In 1807 or 1808 he made the acquaintance of Michael Stark (d. 1831), a Norwich dyer, and became tutor to his sons, of whom the youngest was James Stark the artist. In January 1810 he took to his bed and was carefully nursed, but declined medical help. He died on 1 February 1810, and was buried on 4 February in the churchyard of St. George of Colegate.

==Works==
Fransham was called a pagan and a polytheist chiefly on the strength of his hymns to the ancient gods. He annotated a copy of Thomas Chubb's posthumous works, apparently for republication as a vehicle of his own ideas. In his manuscript Metaphysicorum Elementa (begun 1748, and written with Spinoza as his model) he defines God as "ens non-dependens, quod etiam causa est omnium cæterorum existentium."

He published:

- "An Essay on the Oestrum or Enthusiasm of Orpheus", Norwich, 1760, (an anonymous tract on the happiness to be derived from a noble enthusiasm).
- "Two Anniversary Discourses: in the first of which the Old Man is exploded, in the second the New Man is recognised", London, 1768, (anonymous satires, reviewed in Monthly Review, 1769, xl. 83, and identified as Fransham's on the evidence of his manuscripts).
- "Robin Snap, British Patriotic Carrier", 1769–70, (a penny satirical print, published in Norwich; 26 numbers, the first on Saturday, 4 November 1769, then regularly on Tuesdays from 14 November 1769 to 30 January 1770, and again 13 February–24 April, also 15 May and 29 May 1770; all, with minor exceptions, written by Fransham; his own copy has a printed title-page,"'The Dispensation of Robin Snap", &c.; "snap" is the local term for the dragon carried about the streets of Norwich on the guild day.)

==Legacy==
He left money to his sister; his books and manuscripts were left to Edward Rigby, and some of them passed into the possession of William Stark.
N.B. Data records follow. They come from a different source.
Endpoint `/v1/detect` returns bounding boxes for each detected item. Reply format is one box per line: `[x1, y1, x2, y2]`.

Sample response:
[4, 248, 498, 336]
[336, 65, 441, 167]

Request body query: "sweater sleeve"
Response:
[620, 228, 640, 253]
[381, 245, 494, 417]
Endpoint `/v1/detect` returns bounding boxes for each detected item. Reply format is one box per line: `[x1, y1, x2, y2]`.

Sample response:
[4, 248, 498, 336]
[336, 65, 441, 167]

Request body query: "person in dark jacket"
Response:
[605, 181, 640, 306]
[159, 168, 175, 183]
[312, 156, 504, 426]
William Saint, his pupil and biographer, obtained his mathematical books and manuscripts.

Fransham's manuscripts filled six quarto volumes. Five of these are described by Saint; they contain a few allegorical drawings. They bear the general title 'Memorabilia Classica: or a Philosophical Harvest of Ancient and Modern Institutions.' In the first volume is (No. 2) the original draft of his 'Oestrum,’ and (No. 5) 'The Code of Aristopia, or Scheme of a perfect Government,’ the best known of his writings. He advocates (p. 175) a decimal system of coinage and measures. The second volume, "A Synopsis of Classical Philosophy", embodies his 'Essay on the Fear of Death,’ expressing a hope of a future and more perfect state of being, a topic on which he had written in his nineteenth year. At the end of the third volume is his "Antiqua Religio", including his hymns to Jupiter, Minerva, Venus, Hercules, and others. The fourth volume includes the draft of his "Anniversary Discourses", and others in the same strain. The fifth volume contains thirty numbers of Robin Snap, some of which were worked up in the published periodical. A sixth volume, "Memorabilia Practica", contains a compendium of all the subjects which he taught.

Transcriptions of Fransham's hymns to pagan gods may be found online here. The hymns are believed to be the first explicitly neopagan text in English history.